It's not my fault.
The global climate is changing, but you can't lay any blame on me. It has always changed, from way back before I was born. Sometimes it gets really hot. Sometimes it gets really cold. Sometimes the change comes quick. Sometimes the change drags out over millennia. This is what the data shows.
And another thing: everyone is all atwitter about carbon dioxide, but the major "greenhouse gas" is actually water vapor. We're wasting time/money/energy worrying about carbon-dioxide emissions when a small percentage change in water-vapor emissions could accomplish the same net reduction in overall "greenhouse gases."
Of course, that's just if you actually think humankind is powerful enough to change the entire massive ecosystem.

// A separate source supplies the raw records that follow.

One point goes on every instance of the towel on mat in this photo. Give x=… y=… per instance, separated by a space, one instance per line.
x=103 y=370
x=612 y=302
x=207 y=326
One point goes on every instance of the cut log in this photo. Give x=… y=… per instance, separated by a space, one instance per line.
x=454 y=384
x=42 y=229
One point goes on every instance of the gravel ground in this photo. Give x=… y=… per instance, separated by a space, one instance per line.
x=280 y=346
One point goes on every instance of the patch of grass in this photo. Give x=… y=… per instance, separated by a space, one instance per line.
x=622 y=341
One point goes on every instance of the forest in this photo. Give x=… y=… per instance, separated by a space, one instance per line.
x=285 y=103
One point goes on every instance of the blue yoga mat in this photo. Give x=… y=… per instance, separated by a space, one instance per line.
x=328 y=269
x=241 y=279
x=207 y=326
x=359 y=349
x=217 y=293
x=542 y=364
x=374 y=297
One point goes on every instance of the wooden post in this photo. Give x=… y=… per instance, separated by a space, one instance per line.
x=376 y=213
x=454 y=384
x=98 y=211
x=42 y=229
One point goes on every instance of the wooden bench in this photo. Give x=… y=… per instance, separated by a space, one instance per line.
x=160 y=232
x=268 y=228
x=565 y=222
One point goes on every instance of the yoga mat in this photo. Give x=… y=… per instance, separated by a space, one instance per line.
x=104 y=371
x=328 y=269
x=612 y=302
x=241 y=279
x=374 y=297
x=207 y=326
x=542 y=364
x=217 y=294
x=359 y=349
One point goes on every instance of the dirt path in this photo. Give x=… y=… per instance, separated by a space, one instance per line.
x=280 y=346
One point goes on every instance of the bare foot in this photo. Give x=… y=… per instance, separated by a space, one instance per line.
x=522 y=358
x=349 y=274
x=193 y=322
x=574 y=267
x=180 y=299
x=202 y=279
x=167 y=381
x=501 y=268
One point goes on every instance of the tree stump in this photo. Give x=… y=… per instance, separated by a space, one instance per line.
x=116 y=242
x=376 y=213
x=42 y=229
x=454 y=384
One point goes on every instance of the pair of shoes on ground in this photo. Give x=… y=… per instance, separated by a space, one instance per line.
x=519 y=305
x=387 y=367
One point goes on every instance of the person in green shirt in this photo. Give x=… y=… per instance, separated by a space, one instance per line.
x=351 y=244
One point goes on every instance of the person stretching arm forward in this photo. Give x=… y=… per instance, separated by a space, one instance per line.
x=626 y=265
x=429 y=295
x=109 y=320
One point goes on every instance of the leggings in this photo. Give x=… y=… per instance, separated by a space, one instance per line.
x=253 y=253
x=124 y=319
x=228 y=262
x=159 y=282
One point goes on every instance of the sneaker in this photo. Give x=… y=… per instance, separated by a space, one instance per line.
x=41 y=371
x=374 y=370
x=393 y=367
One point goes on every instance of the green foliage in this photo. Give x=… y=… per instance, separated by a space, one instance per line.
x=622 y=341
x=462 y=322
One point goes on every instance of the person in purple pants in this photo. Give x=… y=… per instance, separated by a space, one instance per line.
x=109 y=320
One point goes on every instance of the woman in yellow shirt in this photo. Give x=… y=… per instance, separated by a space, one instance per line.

Nature is very resilient. When's the last time you didn't see grass growing through cracks in the sidewalk?
What really has me worried is when the magnetic poles destabilize and flip. There's a period of time when we have multiple magnetic north poles and multiple magnetic south poles, all scattered around the globe and moving. If that won't mess up our civilization, nothing will.
1 comment:
Yup. On average, the poles have flipped every 250,000 years. Then again, they haven't flipped in the past million years, so what do scientists know? The strength of the magnetic field has been quickly declining over the past couple hundred years, which sure sounds like a precursor to a flip. Maybe not for a thousand years, though.